Having read the article in the Citizen, December 17, it seems that once again a gimmick is being introduced to the hard pressed police which may suffer the same fate as that of ASBOs a few years ago.

If you can recall, under ASBO legislation teenagers in a Cumbria town were served a similar notice to that being proposed, which would have had the effect of banning all teenagers under 16 from the centre.

The father of a teenager obtained legal advice, and if you recall took the authority to court, where the judge ruled that the measure proposed breached "issues of fundamental human rights". It would seem therefore that whoever dreams up these ideas ignores the legal precedents set in a court of law.

From what I have read, the reasons reported included people arrested at 2am "have been spoken to at 10pm on the same night". The report then goes on "they may not have committed any offences yet, but looking at them, they are likely to cause problems later in the night."

So. People out for a night out may have been drinking, but in the words of the police "may not have committed any offences yet", but yet are still arrested? Are they given legal representation? Are they made aware of their rights under British law to the "presumption of innocence"?

If the police are arresting people, however they may look upon their behaviour, who have "not yet committed an offence", is this some new form of law?

Let’s arrest someone just in case they commit a crime, may sound good to some people, but under legal scrutiny will put the poor police under the microscope as to the age old "presumption of innocence", which, until this present government began to tinker with, had stood Britain in good stead for hundreds of years.
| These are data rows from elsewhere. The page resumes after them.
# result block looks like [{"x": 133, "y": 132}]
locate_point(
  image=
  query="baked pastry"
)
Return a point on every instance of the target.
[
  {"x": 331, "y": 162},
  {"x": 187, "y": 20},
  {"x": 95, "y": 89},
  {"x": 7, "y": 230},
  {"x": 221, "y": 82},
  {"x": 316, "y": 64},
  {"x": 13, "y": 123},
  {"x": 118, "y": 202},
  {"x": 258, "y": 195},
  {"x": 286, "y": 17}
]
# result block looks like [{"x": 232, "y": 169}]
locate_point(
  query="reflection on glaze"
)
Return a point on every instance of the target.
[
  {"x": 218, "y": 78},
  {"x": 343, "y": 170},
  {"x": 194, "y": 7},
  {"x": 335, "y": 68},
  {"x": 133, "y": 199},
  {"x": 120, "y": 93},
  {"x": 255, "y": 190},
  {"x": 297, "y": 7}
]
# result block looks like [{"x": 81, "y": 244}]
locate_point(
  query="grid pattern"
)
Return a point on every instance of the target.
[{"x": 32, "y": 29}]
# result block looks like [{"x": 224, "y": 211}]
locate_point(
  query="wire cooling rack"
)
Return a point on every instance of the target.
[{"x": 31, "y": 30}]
To arrest innocent people, just because you have been given a "yellow card" after a "talking to"...apparently twice in a night... does not mean that police are arresting guilty persons, and our police are not supposed to arrest innocent ones.

The follow up, if a person enters the "zone" within 48 hours, well has anyone thought "What if she/he works in the town centre?"

Perhaps this measure should be run past a barrister before being run out any further, as I am sure that excluding a person from a given area, breaches a number of fundamental rights, starting with the presumption of innocence.

Yellow cards should be limited to football and rugby matches, where the "Laws of the Game" are simpler. We should not be lumbering our hard-working police with measures which I assume will only mean still more paperwork.

How about a revolutionary idea? More bobbies on the beat, scrap the unnecessary paperwork. I remember a time when we had a laugh with policemen, perhaps we should bring back a sense of humour and ban the targets from policing?